Le plaidoyer en faveur d'un partage des pourboires servi la semaine dernière par une brochette de personnalités du monde de la restauration a été très mal digéré par certains serveurs.

Colombe St-Pierre, couronnée «cheffe de l'année» au Gala des Lauriers de la gastronomie québécoise en avril dernier, avoue avoir essuyé des réactions assez virulentes de serveurs mécontents à la suite de la publication de la lettre ouverte à cet effet dont elle est cosignataire.

«J'ai dû gérer des: "Bitch, t'as juste à payer tes cuisiniers convenablement au lieu d'aller voler tes serveurs"», s'exclame-t-elle en riant lors d'une entrevue avec La Presse canadienne avant d'ajouter: «Quand tu commences une discussion comme ça, c'est sûr que c'est difficile de trouver un terrain d'entente.»

La restauratrice du Bic et une soixantaine de collègues de renommée dans le milieu, dont Normand Laprise, Jérôme Ferrer et Daniel Vézina, avaient lancé un appel au gouvernement pour que celui-ci modifie la Loi sur les normes du travail qui interdit une redistribution des pourboires, auxquels seuls les serveurs ont droit.

«On veut pas obliger le partage des pourboires; on veut simplement que ce soit permis», a pour sa part fait valoir Normand Laprise. «Et après il y aura une discussion à avoir là-dessus.

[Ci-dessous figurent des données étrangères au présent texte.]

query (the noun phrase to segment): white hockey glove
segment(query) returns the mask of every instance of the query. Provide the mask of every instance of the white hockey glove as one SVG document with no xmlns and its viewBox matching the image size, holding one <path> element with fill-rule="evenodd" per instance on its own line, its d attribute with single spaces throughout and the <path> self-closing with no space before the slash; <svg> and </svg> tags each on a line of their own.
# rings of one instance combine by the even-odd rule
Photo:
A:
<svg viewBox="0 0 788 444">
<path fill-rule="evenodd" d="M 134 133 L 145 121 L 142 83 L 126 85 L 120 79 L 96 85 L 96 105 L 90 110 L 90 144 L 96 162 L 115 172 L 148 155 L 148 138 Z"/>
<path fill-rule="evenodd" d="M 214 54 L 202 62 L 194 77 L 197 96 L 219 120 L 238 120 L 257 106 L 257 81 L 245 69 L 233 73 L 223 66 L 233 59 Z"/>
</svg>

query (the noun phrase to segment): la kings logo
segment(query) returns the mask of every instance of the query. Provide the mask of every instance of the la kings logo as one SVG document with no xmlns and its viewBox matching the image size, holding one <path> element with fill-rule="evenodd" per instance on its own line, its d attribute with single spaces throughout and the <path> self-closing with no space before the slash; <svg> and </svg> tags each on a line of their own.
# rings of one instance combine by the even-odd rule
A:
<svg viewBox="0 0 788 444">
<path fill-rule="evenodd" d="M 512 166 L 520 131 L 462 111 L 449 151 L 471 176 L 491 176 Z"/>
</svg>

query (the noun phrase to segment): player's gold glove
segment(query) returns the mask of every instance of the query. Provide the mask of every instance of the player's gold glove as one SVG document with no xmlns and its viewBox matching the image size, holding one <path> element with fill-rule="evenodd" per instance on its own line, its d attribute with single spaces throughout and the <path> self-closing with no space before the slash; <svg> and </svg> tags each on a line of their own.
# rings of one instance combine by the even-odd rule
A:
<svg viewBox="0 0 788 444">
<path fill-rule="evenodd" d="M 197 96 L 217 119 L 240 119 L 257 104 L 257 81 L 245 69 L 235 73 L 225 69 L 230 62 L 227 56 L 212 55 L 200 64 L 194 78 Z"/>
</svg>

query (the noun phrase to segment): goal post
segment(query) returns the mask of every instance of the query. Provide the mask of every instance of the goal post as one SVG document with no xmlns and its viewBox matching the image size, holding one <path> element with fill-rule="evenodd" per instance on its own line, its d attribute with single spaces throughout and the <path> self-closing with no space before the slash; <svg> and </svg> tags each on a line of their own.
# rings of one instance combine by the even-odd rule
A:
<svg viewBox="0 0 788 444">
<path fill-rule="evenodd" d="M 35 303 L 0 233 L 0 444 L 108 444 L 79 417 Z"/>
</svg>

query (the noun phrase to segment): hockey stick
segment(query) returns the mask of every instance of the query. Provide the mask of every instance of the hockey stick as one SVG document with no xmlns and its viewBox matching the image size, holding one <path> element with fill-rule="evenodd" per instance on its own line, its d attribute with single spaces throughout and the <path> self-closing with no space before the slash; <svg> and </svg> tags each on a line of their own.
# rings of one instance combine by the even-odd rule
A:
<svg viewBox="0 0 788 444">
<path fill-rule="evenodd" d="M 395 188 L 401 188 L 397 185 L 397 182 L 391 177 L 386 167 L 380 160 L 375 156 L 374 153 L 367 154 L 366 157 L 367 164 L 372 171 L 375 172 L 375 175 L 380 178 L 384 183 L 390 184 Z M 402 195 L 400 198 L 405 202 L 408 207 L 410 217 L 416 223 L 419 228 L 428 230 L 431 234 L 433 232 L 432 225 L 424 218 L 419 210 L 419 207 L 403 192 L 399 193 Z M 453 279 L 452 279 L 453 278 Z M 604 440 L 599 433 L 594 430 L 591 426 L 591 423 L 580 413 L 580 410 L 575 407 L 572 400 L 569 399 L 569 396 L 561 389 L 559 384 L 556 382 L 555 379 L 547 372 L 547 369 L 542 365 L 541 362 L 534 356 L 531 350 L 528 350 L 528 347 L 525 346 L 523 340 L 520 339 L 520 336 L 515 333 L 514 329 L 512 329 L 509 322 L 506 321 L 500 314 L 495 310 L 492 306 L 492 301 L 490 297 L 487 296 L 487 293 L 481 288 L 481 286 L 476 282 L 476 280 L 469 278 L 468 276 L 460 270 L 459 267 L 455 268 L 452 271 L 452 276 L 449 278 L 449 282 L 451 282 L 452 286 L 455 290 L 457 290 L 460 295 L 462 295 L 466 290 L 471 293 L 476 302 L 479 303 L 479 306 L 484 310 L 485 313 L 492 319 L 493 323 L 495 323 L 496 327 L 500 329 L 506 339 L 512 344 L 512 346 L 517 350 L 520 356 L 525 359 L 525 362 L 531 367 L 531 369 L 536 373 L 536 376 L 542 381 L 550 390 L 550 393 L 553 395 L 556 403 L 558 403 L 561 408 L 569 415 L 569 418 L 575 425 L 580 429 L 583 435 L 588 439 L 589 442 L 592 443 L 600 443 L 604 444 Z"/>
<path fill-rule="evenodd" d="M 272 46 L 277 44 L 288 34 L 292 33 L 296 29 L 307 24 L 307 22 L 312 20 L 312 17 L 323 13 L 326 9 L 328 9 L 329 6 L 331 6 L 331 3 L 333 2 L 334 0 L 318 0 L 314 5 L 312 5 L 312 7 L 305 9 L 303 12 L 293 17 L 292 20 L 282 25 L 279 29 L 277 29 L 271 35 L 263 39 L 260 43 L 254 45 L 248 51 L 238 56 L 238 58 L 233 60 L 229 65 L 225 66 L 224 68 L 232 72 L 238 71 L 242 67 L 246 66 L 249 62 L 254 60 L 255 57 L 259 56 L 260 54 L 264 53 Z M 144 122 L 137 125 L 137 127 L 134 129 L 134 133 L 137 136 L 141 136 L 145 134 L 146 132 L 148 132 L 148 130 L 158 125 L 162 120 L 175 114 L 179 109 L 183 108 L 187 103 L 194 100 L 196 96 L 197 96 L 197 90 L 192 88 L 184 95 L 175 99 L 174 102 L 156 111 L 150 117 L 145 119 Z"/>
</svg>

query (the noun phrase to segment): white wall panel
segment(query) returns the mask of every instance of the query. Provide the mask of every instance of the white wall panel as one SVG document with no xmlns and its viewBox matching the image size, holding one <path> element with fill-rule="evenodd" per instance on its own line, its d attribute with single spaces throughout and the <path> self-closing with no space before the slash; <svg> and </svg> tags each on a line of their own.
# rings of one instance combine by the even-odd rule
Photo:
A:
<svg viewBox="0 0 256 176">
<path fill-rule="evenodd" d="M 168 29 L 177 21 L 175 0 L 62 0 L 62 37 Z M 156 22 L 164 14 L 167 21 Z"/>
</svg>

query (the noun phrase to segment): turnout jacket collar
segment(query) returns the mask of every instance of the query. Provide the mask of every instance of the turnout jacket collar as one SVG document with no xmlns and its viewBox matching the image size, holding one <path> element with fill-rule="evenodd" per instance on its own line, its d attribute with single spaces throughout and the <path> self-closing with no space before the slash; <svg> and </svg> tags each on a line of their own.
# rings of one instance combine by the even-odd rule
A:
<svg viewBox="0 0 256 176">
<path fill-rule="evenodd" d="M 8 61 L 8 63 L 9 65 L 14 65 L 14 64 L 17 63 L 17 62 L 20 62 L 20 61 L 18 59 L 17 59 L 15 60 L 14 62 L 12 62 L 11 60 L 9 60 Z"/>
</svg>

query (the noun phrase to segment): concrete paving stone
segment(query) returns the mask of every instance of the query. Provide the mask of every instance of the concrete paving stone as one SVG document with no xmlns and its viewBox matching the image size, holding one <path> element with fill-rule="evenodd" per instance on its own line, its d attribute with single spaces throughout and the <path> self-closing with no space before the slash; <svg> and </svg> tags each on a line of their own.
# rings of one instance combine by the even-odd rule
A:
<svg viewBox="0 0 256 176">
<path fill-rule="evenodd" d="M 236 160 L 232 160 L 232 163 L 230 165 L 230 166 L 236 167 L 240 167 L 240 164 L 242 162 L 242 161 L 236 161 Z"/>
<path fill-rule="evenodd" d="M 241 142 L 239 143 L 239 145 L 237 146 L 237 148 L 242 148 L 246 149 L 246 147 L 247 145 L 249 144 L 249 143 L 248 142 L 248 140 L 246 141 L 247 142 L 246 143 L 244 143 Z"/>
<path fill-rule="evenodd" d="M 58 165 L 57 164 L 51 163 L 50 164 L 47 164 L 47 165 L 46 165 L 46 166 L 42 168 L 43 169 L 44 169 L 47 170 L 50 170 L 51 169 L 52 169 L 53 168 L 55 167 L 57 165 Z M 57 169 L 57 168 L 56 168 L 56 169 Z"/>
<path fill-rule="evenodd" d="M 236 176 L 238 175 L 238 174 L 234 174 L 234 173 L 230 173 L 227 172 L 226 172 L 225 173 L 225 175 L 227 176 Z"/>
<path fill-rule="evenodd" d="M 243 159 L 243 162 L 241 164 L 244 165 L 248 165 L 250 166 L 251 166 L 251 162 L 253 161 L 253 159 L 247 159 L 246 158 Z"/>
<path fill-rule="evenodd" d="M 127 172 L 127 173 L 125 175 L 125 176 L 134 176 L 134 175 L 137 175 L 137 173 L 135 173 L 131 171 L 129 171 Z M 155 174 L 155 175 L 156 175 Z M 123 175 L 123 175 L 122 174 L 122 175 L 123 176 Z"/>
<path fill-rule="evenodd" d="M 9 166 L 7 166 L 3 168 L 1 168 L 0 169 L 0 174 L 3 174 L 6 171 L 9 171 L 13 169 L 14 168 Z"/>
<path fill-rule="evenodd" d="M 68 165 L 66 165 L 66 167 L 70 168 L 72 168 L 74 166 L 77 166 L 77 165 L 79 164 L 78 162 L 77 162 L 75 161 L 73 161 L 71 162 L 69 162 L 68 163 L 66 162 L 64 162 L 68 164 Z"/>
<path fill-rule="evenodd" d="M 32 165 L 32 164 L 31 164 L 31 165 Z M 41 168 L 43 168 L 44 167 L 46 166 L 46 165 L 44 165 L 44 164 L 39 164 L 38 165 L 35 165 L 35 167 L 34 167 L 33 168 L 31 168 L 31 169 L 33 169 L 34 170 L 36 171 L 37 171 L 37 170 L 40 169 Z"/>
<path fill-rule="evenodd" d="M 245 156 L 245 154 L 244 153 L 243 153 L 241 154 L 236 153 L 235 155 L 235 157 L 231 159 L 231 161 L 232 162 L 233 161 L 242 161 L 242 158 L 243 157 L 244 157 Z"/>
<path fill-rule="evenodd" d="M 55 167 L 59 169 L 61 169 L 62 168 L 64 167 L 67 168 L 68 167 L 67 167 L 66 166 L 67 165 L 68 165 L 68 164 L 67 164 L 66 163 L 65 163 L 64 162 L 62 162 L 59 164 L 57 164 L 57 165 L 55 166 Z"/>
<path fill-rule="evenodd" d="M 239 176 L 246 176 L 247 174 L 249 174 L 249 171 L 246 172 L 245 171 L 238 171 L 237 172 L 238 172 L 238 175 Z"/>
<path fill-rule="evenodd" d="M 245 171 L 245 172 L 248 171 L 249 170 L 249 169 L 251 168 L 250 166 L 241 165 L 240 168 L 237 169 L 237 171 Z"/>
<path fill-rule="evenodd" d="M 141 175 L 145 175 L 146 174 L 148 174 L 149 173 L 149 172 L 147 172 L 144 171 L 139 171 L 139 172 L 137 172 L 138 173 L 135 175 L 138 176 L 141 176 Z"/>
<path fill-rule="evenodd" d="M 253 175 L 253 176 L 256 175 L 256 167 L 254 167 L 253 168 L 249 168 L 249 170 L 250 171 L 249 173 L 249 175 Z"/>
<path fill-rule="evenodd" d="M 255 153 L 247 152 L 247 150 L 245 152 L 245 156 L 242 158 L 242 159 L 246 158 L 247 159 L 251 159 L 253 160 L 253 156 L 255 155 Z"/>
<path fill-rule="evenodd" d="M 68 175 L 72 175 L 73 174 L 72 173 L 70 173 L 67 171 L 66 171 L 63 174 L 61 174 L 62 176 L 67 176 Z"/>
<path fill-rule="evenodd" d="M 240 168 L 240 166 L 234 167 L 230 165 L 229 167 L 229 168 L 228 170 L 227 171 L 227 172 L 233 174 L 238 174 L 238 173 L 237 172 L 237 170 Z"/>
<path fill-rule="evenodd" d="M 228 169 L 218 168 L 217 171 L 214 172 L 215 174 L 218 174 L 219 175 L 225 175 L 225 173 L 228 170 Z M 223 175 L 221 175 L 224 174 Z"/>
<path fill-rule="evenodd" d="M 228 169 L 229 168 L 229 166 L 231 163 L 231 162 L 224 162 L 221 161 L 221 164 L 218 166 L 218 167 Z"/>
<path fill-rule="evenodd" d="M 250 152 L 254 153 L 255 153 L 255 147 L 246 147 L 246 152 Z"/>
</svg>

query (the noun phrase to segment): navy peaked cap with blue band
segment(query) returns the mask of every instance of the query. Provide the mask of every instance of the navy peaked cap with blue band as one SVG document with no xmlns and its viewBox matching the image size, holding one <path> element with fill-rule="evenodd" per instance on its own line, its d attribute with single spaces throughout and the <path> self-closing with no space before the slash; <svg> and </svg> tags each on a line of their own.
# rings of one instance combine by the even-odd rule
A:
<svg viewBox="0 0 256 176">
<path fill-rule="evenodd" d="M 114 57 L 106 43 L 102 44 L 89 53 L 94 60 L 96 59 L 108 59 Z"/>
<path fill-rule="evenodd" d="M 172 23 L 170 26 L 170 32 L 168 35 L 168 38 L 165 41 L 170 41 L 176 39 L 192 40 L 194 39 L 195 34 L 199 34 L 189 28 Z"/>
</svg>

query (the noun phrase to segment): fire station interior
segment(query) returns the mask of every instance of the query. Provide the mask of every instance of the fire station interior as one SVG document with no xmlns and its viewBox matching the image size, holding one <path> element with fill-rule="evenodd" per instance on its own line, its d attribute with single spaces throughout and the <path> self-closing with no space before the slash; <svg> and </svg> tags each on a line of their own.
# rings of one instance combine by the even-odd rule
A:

À un moment donné, ce sont des vieilles lois et il faut réfléchir là-dessus.»

Rencontrés à l'issue d'une conférence organisée par C2 Montréal mercredi, les deux restaurateurs ont fait valoir que la marge de profit en restauration gastronomique se situe autour de de 2 ou 3 pour cent: «quand tu fais 4 pour cent, tu fais des «high five'», a imagé Normand Laprise, expliquant qu'avec des marges aussi restreintes, il n'est pas possible d'augmenter les salaires des cuisiniers, sous-chefs et autres employés des cuisines à moins d'augmenter les prix au point de faire fuir la clientèle.

«Les inégalités sont là depuis le début, il faut arrêter de se fermer les yeux», fait valoir Colombe St-Pierre.

«Si j'ai des serveurs dans mon équipe qui sont rémunérés deux fois plus que des chefs de tête, je ne comprends pas l'écart. Il y a un illogisme», dit-elle, faisant valoir que «le pourboire, c'est une reconnaissance du service et de la cuisine» dont les piliers de la cuisine - chefs et sous-chefs - ne bénéficient aucunement.

Colombe St-Pierre affirme qu'elle ne demanderait pas mieux que de laisser tout le pourboire aux serveurs et payer davantage le personnel en cuisine, si les entrées de fonds le permettaient. Mais elle illustre ainsi le problème de redistribution des entrées de fonds: «Tu as une salle de 60 personnes qui va faire le salaire de 4 personnes, alors que je suis toute seule, comme employeur, à donner les salaires à 15 personnes... Il faut essayer de voir ce qu'on peut faire pour rééquilibrer ça.»

Car la conséquence, dans un contexte de pénurie de main-d'oeuvre, est facilement identifiable: «On a toujours plus de misère à trouver des cuisiniers que des gens au service», laisse-t-elle tomber.

Normand Laprise milite dans le même sens, même s'il reconnaît qu'il faut réfléchir à la manière de faire pour éviter un retour du balancier dans la mauvaise direction.

«Ce qui est dangereux, c'est qu'il y a de vrais restaurateurs et d'autres qui sont davantage des commerçants, qui vont juste en profiter pour enlever l'argent aux serveurs et ne le redistribueront peut-être pas au bon endroit. Ça fait peur, ça fait très peur», admet-il.

Il insiste - tout comme sa collègue - sur le fait qu'il ne veut pas un sou de plus pour lui-même: «Je veux simplement que toute mon équipe soit heureuse et que tout le monde gagne bien sa vie autant que possible.»